Goldstein D, Sosman J A, Hank J A, Weil-Hillman G, Moore K H, Borchert A, Bechhofer R, Storer B, Kohler P C, Levitt D
Department of Human Oncology, University of Wisconsin, Madison 53792.
Cancer Res. 1989 Dec 1;49(23):6832-9.
Fifteen patients with advanced malignancy who had failed conventional therapy were entered into a protocol consisting of 1 inpatient mo of repetitive weekly cycles of interleukin 2 (IL-2) at 3 x 10(6) units/m2/day by constant infusion for the first 4 days of each week. This was followed by IL-2 administered on an outpatient basis at the same schedule but at a dose of 1 x 10(6) units/m2/day for the next 1 to 6 mo. Nine patients had renal carcinoma, four had melanoma, and two had lymphoma. Thirteen patients completed the induction month, and ten patients completed greater than or equal to 1 mo of outpatient therapy. Only one patient had therapy discontinued because of toxicity due to IL-2. No major toxicities occurred during outpatient therapy. After 1 mo of IL-2 at 3 x 10(6) units/m2/day, profound changes similar to those previously documented were seen in peripheral blood lymphocyte (PBL) counts (4.7-fold increase), lymphokine-activated killer activity (16-fold increase), and the percentage of PBL with natural killer-associated markers including a 3.6-fold increase in the percentage of PBL expressing the Leu 19 (NKH-1) marker, a 3.7-fold increase in Leu 11 (FcIgGR), and a 3.0-fold increase in Leu 17 (OKT10). These indicators of IL-2 effect all remained elevated relative to the baseline at the end of 1 and 2 mo of outpatient therapy at the lower dose. However, lymphokine-activated killer activity and Leu 17 percentage were significantly reduced relative to the effect of the higher induction dose. PBL taken from patients while receiving maintenance therapy showed strong and rapid responses to IL-2 in vitro, confirming the in vivo effects of prolonged IL-2 treatment.

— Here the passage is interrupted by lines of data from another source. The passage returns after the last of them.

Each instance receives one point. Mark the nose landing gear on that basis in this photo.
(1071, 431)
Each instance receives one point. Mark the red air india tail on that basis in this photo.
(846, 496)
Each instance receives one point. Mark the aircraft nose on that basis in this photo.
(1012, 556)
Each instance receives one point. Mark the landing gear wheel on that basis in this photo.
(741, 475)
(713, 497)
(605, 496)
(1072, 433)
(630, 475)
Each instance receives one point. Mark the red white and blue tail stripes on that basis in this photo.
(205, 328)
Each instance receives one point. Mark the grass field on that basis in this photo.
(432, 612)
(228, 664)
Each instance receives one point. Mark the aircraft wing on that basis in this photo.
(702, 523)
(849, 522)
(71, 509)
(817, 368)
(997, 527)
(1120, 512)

Nevertheless, there were no complete or partial antitumor responses seen. This study demonstrates that an immunologically active dose of IL-2 can be given long term as outpatient therapy with tolerable toxicity and results in highly IL-2-responsive "primed" lymphokine-activated killer cells.
15例晚期恶性肿瘤患者,常规治疗无效后,进入一项方案,包括住院1个月,每周重复给予白细胞介素2(IL-2),第1周的前4天持续输注,剂量为3×10⁶单位/m²/天。随后在门诊按相同方案给予IL-2,但剂量为1×10⁶单位/m²/天,持续1至6个月。9例患者为肾癌,4例为黑色素瘤,2例为淋巴瘤。13例患者完成诱导期1个月,10例患者完成≥1个月的门诊治疗。仅1例患者因IL-2毒性而停止治疗。门诊治疗期间未发生重大毒性反应。在以3×10⁶单位/m²/天给予IL-2 1个月后,外周血淋巴细胞(PBL)计数(增加4.7倍)、淋巴因子激活的杀伤活性(增加16倍)以及具有自然杀伤相关标志物的PBL百分比出现了与先前记录相似的显著变化,包括表达Leu 19(NKH-1)标志物的PBL百分比增加3.6倍、Leu 11(FcIgGR)增加3.7倍以及Leu 17(OKT10)增加3.0倍。在较低剂量门诊治疗1个月和2个月结束时,这些IL-2效应指标相对于基线均保持升高。然而,相对于较高诱导剂量的效应,淋巴因子激活的杀伤活性和Leu 17百分比显著降低。在接受维持治疗的患者中采集的PBL在体外对IL-2显示出强烈且快速的反应,证实了长期IL-2治疗的体内效应。然而,未观察到完全或部分抗肿瘤反应。本研究表明,具有免疫活性剂量的IL-2可以作为门诊治疗长期给予,并具有可耐受的毒性,且可产生对IL-2高度反应的“预激”淋巴因子激活的杀伤细胞。